Swiss Cheese Model (Error Prevention)

James Reason's model: Multiple defensive layers, each with holes. Error occurs when holes align.

Layers:

1. Organizational (policies, culture)
2. Supervision (oversight, review)
3. Preconditions (fatigue, time pressure)
4. Actions (individual performance)

Checklist as defensive layer: Catches errors that slip through other layers.

Example (Deployment failure):

• Organizational: No deployment policy
• Supervision: No code review
• Preconditions: Friday night deployment (fatigue)
• Actions: Developer forgets migration
• Checklist: "☐ Database migration tested" catches error

Adaptive Heuristics

Concept: Heuristic parameters adjust based on outcomes.

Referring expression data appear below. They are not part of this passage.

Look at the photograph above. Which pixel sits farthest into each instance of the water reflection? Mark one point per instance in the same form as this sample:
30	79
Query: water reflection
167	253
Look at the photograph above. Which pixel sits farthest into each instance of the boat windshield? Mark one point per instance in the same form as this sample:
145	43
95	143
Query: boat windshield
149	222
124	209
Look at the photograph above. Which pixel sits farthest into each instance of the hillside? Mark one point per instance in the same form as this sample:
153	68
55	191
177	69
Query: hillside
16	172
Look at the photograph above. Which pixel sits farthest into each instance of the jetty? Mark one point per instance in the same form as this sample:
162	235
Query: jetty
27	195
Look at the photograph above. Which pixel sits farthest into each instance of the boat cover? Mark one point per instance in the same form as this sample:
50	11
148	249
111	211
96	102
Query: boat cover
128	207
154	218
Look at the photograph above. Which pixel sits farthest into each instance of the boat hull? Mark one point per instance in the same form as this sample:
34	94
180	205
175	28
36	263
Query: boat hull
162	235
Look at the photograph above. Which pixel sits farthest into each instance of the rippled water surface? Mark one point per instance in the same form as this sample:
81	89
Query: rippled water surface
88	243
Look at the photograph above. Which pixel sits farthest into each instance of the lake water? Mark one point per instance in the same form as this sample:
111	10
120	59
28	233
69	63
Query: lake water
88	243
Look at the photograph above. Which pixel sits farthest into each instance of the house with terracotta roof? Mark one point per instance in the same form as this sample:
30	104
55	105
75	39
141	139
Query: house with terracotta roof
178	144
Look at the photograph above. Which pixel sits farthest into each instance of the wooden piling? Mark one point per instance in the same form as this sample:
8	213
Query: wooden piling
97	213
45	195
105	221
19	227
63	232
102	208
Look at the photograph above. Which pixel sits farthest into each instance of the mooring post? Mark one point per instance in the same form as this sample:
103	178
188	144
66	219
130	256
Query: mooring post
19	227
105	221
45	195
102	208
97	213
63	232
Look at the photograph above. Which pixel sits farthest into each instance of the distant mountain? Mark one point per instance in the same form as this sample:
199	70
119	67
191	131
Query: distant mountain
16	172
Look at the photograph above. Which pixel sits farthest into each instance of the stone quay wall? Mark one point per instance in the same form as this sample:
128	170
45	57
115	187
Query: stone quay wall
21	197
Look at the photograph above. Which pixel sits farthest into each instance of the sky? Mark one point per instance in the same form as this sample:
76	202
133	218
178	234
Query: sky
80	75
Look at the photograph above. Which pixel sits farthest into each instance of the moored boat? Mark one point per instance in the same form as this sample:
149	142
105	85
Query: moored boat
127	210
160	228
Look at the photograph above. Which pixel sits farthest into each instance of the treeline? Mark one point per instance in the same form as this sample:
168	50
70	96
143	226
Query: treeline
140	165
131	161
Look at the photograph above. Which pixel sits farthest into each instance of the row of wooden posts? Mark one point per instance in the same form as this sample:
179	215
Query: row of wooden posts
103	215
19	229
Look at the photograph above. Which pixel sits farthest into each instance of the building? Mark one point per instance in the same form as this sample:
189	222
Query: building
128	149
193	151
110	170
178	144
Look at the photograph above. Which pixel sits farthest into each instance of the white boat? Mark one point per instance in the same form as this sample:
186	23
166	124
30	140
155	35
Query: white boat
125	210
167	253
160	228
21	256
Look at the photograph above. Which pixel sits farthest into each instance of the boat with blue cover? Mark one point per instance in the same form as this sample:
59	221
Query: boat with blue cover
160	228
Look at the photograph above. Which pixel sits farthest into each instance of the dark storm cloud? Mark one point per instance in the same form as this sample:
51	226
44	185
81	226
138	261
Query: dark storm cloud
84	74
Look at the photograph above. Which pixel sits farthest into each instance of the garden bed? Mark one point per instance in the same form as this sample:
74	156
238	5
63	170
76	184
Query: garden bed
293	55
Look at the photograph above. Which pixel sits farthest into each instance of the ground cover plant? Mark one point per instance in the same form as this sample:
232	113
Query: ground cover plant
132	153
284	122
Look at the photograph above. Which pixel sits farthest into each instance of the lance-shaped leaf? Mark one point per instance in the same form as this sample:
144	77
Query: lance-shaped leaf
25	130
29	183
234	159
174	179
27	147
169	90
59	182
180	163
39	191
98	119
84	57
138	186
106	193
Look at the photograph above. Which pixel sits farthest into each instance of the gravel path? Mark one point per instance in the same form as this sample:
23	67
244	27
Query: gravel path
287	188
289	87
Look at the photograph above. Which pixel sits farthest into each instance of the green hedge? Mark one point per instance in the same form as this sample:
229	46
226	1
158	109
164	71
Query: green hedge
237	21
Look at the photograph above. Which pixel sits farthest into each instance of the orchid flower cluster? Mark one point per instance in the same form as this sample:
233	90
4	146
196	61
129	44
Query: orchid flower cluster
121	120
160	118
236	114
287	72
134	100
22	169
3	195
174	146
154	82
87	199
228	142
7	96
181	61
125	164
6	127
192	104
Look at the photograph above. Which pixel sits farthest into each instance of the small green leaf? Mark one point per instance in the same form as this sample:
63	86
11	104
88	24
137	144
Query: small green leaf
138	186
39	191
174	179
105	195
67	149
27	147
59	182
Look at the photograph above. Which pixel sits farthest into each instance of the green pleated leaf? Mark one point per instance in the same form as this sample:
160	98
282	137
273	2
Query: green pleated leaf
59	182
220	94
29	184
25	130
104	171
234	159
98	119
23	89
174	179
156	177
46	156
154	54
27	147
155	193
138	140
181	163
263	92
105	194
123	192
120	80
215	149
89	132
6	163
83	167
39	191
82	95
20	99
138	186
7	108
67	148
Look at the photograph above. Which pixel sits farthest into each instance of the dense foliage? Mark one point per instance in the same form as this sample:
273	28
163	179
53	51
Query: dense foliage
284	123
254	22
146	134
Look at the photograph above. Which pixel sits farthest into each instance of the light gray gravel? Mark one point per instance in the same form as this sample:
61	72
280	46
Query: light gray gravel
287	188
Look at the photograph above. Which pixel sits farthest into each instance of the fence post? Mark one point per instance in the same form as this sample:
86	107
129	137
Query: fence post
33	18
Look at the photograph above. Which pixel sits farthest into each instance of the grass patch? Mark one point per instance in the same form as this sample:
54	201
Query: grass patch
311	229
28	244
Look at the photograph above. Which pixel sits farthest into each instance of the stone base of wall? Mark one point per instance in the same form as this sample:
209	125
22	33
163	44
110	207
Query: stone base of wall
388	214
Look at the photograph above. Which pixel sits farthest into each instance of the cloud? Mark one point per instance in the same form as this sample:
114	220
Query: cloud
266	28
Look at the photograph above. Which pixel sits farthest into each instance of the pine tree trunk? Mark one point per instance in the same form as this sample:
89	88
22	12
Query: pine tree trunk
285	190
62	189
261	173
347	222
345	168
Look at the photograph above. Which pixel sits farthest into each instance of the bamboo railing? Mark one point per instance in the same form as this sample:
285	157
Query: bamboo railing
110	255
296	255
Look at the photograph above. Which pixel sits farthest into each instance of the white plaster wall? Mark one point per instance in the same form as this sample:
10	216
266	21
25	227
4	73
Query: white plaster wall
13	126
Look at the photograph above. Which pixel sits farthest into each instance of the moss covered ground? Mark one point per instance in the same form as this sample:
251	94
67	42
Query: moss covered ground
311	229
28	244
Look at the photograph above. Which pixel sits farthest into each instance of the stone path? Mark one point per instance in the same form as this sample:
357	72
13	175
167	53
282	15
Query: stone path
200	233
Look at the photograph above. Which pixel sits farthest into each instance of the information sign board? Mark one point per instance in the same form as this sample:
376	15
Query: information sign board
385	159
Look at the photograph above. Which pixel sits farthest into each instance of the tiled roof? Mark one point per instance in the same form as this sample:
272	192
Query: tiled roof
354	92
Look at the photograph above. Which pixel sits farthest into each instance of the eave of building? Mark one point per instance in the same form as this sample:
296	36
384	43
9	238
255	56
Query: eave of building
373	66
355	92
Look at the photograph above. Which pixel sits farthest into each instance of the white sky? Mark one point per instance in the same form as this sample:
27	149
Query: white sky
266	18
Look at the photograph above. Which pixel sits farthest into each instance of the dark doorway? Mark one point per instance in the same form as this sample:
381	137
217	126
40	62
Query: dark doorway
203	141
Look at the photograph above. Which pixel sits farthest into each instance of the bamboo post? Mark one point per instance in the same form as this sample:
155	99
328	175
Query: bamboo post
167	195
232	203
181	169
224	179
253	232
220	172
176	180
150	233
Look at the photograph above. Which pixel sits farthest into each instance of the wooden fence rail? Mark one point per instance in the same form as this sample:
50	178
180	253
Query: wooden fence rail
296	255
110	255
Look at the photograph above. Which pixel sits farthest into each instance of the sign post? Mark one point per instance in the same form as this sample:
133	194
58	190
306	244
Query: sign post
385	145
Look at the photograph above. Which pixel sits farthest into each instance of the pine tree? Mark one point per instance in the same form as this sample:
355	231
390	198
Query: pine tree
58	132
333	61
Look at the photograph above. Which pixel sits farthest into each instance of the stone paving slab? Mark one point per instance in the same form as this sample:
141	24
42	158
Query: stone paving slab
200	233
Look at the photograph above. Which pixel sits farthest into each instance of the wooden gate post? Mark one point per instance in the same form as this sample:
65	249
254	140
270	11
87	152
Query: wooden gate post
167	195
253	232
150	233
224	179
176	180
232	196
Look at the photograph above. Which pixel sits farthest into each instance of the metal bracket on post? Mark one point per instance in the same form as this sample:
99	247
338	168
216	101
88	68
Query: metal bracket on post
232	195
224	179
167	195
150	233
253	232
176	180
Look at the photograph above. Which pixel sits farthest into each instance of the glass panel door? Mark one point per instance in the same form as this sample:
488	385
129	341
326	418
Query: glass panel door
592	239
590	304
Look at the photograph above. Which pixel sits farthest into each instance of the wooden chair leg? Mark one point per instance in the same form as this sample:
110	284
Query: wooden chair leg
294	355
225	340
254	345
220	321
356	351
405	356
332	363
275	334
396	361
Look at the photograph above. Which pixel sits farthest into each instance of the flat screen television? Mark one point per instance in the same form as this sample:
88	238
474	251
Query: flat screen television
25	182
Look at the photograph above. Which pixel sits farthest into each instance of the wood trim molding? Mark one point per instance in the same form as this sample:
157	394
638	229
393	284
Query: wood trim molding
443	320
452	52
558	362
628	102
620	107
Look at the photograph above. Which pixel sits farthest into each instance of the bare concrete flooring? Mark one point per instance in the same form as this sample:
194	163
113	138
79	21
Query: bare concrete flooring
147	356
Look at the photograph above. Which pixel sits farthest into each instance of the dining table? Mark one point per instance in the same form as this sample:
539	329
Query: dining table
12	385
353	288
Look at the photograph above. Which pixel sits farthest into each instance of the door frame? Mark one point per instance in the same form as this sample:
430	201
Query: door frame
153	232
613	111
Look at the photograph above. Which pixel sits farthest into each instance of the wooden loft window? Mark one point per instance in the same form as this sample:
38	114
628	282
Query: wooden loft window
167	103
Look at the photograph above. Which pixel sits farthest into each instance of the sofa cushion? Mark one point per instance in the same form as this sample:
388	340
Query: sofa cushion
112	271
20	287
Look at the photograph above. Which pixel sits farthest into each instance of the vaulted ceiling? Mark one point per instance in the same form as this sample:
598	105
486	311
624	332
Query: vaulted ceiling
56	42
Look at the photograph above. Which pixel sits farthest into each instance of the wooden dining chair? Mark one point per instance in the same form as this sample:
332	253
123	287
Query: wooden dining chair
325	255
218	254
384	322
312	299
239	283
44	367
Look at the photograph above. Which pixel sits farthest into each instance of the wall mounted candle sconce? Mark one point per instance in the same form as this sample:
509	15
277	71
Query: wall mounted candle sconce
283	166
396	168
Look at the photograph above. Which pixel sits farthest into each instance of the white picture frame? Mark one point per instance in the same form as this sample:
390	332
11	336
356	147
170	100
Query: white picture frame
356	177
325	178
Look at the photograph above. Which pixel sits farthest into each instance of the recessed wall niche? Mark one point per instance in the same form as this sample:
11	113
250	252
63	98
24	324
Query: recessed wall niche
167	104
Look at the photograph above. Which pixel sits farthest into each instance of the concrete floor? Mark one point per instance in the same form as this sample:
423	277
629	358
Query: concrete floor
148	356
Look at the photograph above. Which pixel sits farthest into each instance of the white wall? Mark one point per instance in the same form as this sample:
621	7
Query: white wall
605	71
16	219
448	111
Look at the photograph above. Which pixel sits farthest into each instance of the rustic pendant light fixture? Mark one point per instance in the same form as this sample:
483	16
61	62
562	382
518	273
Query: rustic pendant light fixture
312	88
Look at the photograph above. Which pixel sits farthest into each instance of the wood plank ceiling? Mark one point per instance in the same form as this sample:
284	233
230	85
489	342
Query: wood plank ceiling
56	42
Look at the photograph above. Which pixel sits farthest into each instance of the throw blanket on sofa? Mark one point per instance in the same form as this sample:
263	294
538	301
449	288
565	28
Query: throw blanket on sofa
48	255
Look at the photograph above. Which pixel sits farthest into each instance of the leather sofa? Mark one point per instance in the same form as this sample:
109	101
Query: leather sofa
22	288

Example (Satisficing with adaptive threshold):

• Start: Threshold = 80% of criteria
• After 10 searches, no options found → Lower to 70%
• After 5 options found → Raise to 85%

Implementation:

threshold = initial_threshold
search_count = 0
options_found = 0

while not decided:
    search_count += 1
    if option_meets_threshold:
        options_found += 1
        decide(option)
    
    if search_count > K and options_found == 0:
        threshold *= 0.9  # Lower threshold
    if options_found > M:
        threshold *= 1.1  # Raise threshold

Context-Dependent Heuristics

Concept: Different rules for different contexts. Meta-heuristic chooses which heuristic to use.

Example (Decision approach):

1. Check context:

   • Is decision reversible? Yes → Use fast heuristic (satisficing)
   • Is decision irreversible? No → Use slow analysis (full evaluation)

2. Choose heuristic based on stakes:

   • <$1k: Recognition heuristic
   • $1k-$10k: Satisficing

   • $10k: Full analysis

Implementation:

if stakes < 1000:
    use recognition_heuristic()
elif stakes < 10000:
    use satisficing(threshold=0.8)
else:
    use full_analysis()

Key Takeaways

1. Heuristics work in stable environments: Recognition, take-the-best excel when patterns repeat. Fail in novel, adversarial contexts.

2. Satisficing beats optimization under uncertainty: "Good enough" faster and often as good as perfect when environment unpredictable.

3. Checklists catch 60-80% of errors: Proven in aviation, surgery, construction. Focus on killer items only (5-9 max).

4. READ-DO for novices, DO-CONFIRM for experts: Match format to user. Forcing experts into READ-DO creates resistance.

5. Test heuristics empirically: Don't assume rules work. Validate on ≥30 historical cases, target ≥80% accuracy.

6. Forcing functions > checklists for critical steps: If step must be done, automate enforcement rather than relying on manual check.

7. Update heuristics when environment changes: Rules optimized for past may fail when market shifts, tech disrupts, competition intensifies. Re-validate quarterly.